Why Casinos Are Spying on Their Ultra-Rich Clients
You could easily miss the exclusive Les Ambassadeurs casino in London. Just off Hyde Park Corner, it sits at the end of a quiet side street populated only with chauffeured black vans waiting to whisk wealthy guests to five-star restaurants or soccer games. The casino’s sole imposition on the street is a red awning above the door. A wall of fragrance, floral and citrus notes to the fore, hits as you cross the marble tiles to be greeted by a receptionist.
Owned by Paul Suen Cho Hung, a China-born businessman who also counts Birmingham City Football Club as a U.K. trophy asset, “Les A” is among the most exclusive gambling dens in the British capital, charging £25,000 ($31,340) a year for membership. Most of its more than 20,000 active members visit from Asia and the Middle East and include billionaires, royalty and celebrities. British retail billionaire Philip Green reportedly won £2 million at one of its roulette tables in 2004.
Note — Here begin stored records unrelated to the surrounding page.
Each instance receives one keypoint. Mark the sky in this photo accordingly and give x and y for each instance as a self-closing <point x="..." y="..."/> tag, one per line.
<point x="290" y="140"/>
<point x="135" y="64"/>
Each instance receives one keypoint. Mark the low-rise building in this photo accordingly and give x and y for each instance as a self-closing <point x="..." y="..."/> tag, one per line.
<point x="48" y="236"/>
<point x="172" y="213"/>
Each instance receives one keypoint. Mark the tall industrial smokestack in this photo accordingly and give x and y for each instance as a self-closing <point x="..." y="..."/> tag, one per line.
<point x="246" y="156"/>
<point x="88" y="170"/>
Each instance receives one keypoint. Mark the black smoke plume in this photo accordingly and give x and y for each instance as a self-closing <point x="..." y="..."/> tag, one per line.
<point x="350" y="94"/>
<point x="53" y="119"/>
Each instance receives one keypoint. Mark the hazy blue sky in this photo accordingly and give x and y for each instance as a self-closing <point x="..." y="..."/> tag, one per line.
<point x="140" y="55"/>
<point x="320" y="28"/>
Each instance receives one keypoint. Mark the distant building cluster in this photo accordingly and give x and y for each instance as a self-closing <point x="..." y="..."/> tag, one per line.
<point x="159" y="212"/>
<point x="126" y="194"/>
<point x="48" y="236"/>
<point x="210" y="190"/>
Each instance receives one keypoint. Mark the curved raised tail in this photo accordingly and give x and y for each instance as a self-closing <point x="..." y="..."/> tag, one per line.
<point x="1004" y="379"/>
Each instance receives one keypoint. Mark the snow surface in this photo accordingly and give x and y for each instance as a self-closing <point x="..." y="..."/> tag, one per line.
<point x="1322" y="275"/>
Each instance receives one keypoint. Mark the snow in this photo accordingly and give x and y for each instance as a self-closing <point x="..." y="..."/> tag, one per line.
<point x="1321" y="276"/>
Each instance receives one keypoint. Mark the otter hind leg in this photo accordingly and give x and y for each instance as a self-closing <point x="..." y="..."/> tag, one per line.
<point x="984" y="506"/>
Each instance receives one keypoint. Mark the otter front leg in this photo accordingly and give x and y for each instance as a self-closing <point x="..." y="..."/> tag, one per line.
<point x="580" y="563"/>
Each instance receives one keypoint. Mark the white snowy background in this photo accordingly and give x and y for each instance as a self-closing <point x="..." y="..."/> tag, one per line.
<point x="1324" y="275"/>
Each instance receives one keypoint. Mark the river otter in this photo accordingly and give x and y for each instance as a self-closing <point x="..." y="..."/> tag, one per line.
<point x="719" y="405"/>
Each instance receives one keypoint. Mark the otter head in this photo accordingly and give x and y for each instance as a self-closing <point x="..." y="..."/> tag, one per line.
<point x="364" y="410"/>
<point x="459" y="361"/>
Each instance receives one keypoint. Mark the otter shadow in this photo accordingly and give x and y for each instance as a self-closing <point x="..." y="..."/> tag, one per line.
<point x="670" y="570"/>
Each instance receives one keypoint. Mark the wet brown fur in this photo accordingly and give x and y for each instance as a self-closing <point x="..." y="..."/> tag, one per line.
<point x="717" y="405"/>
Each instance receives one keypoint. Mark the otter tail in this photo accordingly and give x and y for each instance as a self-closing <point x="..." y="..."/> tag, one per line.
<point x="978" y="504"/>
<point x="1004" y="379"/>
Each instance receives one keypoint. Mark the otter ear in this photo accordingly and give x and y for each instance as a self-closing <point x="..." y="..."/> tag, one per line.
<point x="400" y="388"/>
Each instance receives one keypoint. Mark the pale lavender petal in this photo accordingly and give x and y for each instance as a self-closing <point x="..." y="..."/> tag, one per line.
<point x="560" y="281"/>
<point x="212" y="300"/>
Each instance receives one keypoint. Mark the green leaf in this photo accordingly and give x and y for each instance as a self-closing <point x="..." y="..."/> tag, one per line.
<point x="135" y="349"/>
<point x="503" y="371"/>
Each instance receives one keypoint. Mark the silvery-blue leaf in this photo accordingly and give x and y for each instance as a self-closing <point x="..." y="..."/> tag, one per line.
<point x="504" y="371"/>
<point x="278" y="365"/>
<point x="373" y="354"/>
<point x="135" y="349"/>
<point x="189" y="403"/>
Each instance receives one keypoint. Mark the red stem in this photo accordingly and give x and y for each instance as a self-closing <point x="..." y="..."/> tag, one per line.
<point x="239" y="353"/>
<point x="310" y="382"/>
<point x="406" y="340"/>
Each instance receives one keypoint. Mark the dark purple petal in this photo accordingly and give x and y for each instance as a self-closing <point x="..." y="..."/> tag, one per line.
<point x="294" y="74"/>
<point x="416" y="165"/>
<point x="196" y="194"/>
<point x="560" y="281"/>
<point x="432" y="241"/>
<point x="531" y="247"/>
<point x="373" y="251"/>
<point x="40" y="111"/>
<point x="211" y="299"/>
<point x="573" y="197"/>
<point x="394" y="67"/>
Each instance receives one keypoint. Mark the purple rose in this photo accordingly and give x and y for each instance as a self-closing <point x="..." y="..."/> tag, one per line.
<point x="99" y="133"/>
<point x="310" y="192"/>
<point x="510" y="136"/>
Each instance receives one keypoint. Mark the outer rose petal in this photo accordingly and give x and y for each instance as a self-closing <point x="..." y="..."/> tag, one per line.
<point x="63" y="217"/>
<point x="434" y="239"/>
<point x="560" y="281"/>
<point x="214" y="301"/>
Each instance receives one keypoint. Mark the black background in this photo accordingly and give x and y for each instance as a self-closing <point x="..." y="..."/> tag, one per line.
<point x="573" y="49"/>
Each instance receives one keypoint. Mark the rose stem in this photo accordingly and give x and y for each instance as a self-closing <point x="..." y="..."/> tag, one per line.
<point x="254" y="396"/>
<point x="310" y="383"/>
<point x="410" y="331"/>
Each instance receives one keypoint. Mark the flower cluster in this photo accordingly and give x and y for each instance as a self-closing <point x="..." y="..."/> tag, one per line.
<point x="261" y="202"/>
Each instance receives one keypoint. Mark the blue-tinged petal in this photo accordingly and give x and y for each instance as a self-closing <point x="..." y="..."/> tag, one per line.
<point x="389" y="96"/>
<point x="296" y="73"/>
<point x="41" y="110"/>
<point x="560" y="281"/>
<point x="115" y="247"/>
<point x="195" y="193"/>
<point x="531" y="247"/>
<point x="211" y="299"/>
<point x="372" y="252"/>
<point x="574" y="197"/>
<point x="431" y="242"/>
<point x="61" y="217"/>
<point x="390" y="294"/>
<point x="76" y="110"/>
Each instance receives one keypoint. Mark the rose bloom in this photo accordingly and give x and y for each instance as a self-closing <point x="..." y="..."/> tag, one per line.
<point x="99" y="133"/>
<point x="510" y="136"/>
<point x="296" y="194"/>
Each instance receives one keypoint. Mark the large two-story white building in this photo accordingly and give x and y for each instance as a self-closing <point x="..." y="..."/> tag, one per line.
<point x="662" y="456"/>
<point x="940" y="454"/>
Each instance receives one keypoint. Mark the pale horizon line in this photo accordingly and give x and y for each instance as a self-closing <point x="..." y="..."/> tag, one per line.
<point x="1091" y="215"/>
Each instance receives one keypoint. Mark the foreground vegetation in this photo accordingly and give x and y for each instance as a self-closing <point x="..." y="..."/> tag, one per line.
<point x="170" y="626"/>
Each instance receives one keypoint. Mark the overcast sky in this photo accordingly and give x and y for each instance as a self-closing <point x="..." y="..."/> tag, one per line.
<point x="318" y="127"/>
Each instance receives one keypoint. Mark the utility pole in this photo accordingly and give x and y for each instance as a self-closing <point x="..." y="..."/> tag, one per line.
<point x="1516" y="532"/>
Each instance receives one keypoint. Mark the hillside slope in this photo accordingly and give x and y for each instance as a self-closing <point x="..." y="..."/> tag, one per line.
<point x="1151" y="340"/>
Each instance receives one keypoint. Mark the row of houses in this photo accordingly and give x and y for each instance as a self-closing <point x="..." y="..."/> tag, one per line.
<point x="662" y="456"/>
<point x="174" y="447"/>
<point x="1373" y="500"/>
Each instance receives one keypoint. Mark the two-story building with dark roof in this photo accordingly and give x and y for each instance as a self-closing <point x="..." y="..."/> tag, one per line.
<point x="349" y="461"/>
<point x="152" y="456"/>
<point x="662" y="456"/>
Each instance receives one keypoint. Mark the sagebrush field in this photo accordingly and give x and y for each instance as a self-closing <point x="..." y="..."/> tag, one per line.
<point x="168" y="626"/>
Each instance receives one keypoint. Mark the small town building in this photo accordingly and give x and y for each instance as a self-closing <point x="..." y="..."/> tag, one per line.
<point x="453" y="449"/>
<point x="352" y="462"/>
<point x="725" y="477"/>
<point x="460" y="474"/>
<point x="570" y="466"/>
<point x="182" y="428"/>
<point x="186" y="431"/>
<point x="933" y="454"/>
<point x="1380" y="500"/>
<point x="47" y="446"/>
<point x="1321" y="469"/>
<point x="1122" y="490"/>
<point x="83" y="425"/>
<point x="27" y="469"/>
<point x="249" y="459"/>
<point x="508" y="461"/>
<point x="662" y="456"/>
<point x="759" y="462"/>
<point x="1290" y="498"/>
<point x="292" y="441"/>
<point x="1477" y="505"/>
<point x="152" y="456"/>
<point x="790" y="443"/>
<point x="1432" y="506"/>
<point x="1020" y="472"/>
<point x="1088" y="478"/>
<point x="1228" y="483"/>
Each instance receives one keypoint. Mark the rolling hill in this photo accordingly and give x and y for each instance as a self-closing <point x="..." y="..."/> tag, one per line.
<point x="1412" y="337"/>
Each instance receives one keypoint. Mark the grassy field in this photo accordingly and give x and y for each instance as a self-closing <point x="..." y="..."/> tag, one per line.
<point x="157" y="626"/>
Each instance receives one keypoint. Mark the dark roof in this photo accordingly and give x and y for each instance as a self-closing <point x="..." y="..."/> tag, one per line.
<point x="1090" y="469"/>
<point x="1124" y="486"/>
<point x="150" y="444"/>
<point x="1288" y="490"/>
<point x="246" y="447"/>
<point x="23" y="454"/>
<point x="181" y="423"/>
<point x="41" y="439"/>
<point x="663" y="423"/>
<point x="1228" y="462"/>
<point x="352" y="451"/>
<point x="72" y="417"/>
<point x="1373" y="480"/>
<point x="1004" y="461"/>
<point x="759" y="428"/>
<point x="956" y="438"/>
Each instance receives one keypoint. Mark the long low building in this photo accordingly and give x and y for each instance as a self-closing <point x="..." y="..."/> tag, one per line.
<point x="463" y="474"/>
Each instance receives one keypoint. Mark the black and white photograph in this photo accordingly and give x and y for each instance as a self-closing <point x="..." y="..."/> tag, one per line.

An integral part of how the casino lavishes services on its members is by monitoring their movements on the premises — with the help of facial-recognition cameras in recent years. Of the 400 cameras in the building, 10 are linked to a face-scanning system. Whenever a member enters the building or one of its private gambling rooms, staff get pinged on their phones.
Clients, for their part, accept this Orwellian scrutiny as necessary to enhance their experience. “It’s the expectation,” says Ryan Best, the surveillance and security manager at the casino who set up its facial-recognition system up in 2018. Several luxury hotels in nearby Mayfair have recently introduced similar systems to alert everyone to arriving VIPs, he says.